Why doesn’t an Excel/VBA user defined default property that returns a Range behave like a Range?

calendar_today Asked Dec 16, 2012
thumb_up 4 upvotes
history Updated April 16, 2026

Question posted 2012 · +8 upvotes

A property in an Excel/VBA class I’m writing returns a Range. I made it the default property for the class using the technique described at http://www.cpearson.com/excel/DefaultMember.aspx. I expected to use all the Range class’s built-in properties and methods with objects of my class without specifying the property explicitly. It doesn’t work. Here are a couple of much simpler classes to illustrate. (These listings are the exported source viewed with a text editor since VBA’s editor hides the Attribute statements.)

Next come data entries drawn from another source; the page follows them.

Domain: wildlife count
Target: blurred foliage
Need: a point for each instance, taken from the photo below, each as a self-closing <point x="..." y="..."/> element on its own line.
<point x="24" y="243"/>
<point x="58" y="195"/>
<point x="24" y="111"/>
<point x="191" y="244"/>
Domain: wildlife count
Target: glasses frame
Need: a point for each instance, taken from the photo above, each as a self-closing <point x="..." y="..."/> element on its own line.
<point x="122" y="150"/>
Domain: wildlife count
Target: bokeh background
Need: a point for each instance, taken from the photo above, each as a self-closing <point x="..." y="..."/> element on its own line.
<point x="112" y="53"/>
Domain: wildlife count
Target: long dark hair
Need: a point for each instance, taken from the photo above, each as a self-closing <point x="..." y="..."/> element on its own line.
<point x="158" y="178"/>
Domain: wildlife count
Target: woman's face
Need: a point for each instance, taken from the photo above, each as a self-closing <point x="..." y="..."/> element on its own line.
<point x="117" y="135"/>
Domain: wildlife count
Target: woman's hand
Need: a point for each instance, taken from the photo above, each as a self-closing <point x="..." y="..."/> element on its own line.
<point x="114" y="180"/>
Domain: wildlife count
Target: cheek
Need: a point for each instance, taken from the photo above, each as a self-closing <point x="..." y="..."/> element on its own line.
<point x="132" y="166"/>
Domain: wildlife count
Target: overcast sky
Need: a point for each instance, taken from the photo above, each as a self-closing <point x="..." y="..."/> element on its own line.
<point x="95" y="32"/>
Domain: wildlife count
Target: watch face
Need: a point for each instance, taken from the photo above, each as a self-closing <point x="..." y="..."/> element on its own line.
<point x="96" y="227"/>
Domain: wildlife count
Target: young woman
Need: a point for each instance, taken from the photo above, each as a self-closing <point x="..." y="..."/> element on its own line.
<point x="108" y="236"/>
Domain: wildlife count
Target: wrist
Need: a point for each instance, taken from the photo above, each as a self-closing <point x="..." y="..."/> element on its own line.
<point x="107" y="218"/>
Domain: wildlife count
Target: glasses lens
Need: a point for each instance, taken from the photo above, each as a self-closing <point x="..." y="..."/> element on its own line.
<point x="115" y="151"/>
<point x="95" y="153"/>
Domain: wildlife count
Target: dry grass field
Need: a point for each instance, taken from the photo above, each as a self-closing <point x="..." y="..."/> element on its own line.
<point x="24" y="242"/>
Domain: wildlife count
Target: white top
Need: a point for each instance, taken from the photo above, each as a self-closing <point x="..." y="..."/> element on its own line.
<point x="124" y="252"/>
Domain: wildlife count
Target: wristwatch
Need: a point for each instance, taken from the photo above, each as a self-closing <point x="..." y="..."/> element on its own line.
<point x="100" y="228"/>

' clsDefLong:    This class just verifies that default properties work as I expected.
Public Property Get DefProp() As Long
Attribute DefProp.VB_UserMemId = 0
    DefProp = 125
End Property

' clsDefRange:  This class is identical except the default property returns a Range.
Public Property Get DefProp() As Range
Attribute DefProp.VB_UserMemId = 0
    Set DefProp = ActiveCell
End Property

Here’s a Sub in a normal module to instantiate and test the classes. The comments indicate what happens when I single step through it:

Sub DefTest()
    Dim DefRange As New clsDefRange, DefLong As New clsDefLong
    Debug.Print DefLong.DefProp         '(1) Displays 125. Verifies the class behaves as intended.
    Debug.Print DefLong                 '(2) Same as (1). Verifies VBA uses the DefProp property as the default.
    Debug.Print DefRange.DefProp.Value  '(3) Displays the ActiveCell content. Verifies that this class works as intended.
    Debug.Print DefRange.DefProp        '(4) Same as (3). Verifies VBA knows DefProp returns a Range without further prompting.
    Debug.Print DefRange                '(5) Aborts with the messge "Run-time error '13': Type mismatch"
 End Sub

Why doesn’t DefRange in statement (5) behave just like DefRange.DefProp in statement (4)?

If I change statement (5) to:

Debug.Print DefRange.Cells(1, 1) 

The compiler selects “.Cells”, says “Compile error: Method or data member not found” and stops so the problem is in the object model – not just something getting messed up at run-time. Am I doing something wrong? Or isn’t it possible to have a default property that returns a Range? How about other built-in classes? User defined classes?

Accepted answer +4 upvotes

Debug.Print DefRange

This seems like you’re asking it to chain default properties and it won’t do it. You can only pull the default property from the object you provide. In this case, you’re returning a range object and that can’t be printed. VBA won’t go to the next level to see if the default property returns an object and if that object type has a default property. I suppose if it did, you could create an infinite loop – two objects each the result of the default property of the other.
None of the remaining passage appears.